Fig. 4 Mach bands at a trapezoidal luminance bar (A) can be explained by the multi-scale line/edge representation. At a very coarse scale a wide bar is detected (not shown here). At medium scales the two edges are represented by scaled error functions (B,C) which, when summed, also form a wide bar (D). At fine scales the four ramp edges are represented by positive and negative lines (E), which when summed (F) and combined with signal D create the typical overshoots (G).

This model provides a completely new way for image (re)construction, not like coding based on wavelets or simple cells. An additional observation is that there is a lot of neural noise in the system and we do not know whether there exist simple and complex cells etc. at all retinotopic positions and tuned to all scales and all orientations (representation noise and completeness). Stained maps of hypercolumns and dendritic/axonal ﬁelds of most if not all cells look rather random (Hubel, 1995). Nevertheless, the image that we perceive looks rather stable and complete. It is very simple to simulate what happens when we suppress information, both in the brightness model as described above and in wavelet coding, the latter being modelled by considering the summation of responses of simple-cells. For example, we can suppress one entire scale channel, or 50% of all information by a random selection. Figure 5 shows what happens: the result is a very graceful degradation in the case of the brightness model, but a very disturbing rippling in the case of wavelet coding. This rippling in image coding requires sophisticated post-processing to reduce the effect, see for example Ye et al. (2004).

Fig. 5 Image coding based on wavelets (left) and the brightness model (right). In both cases a limited number of scales has been used (top), which leads to severe rippling in the case of coding. If from all information only half is randomly selected, the coding result further deteriorates (bottom-left) but not the brightness result (bottom-right).

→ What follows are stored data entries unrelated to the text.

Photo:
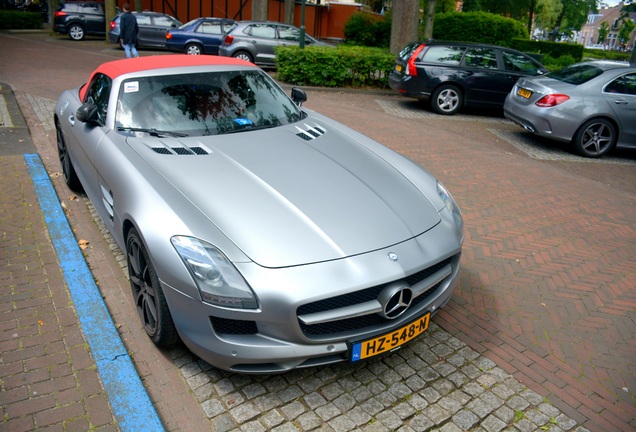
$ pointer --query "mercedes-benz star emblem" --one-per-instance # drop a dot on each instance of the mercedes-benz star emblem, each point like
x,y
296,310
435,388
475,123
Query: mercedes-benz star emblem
x,y
395,300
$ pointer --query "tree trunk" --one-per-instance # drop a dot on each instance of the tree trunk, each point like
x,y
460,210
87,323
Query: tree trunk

In the meantime the two questions at the end of Section 2.4 have been addressed: (a) The image that we perceive is a virtual construction by a symbolic line and edge interpretation, i.e. it is not a re-construction with no need for “yet another observer” in our brain who must analyse the reconstructed image for object recognition etc. In fact, object recognition and brightness perception have been combined into a single process: indeed, our simulations showed that object categorisation and recognition can be obtained by using different multi-scale image representations, i.e. either line/edge maps with event positions and types, or by the unimodal line and bimodal edge representations (Rodrigues and du Buf, 2006a,b). (b) There is no precise region in our brain where the image that we perceive is created. Our model is limited to feature extractions in V1 and beyond, but this information must propagate to higher brain regions, eventually leading to consciousness, at the least being aware of our position in our actual environment. In other words, we may say that our perceived image, and therefore also at least part of our consciousness, are constructed by the entire brain, perhaps with an emphasis on the visual cortex. This is a holistic view, but it should be mentioned that the local-global discussion about consciousness might be a hornets’ nest (Koch, 2004; Bauer, 2004).

Above we wrote that colour is represented in the CO blobs in V1, possibly in the form of sampled values that represent homogeneous object regions. However, recently it was found that many colour cells in V1 are orientation tuned (Friedman et al., 2003). This probably means that such oriented edge (contour) cells also contribute to colour perception and not only to achromatic brightness as exploited in our brightness model. In addition, contour processing may play an important role in colour constancy, with different weights of near and far (local and global) contour components in the normalisation process, in addition to near and far colour samples; for a computational model see for example Rizzi et al. (2003). It should also be added that part of all neural connections may be more static and a result of evolution, i.e. brightness as an ecological interpretation of learned patterns in natural images (Yang and Purves, 2004). All such complications, including long- and short-term adaptation effects and input-output amplitude nonlinearities, which have not even been mentioned until here, make us realise that we are far away from a uniﬁed framework.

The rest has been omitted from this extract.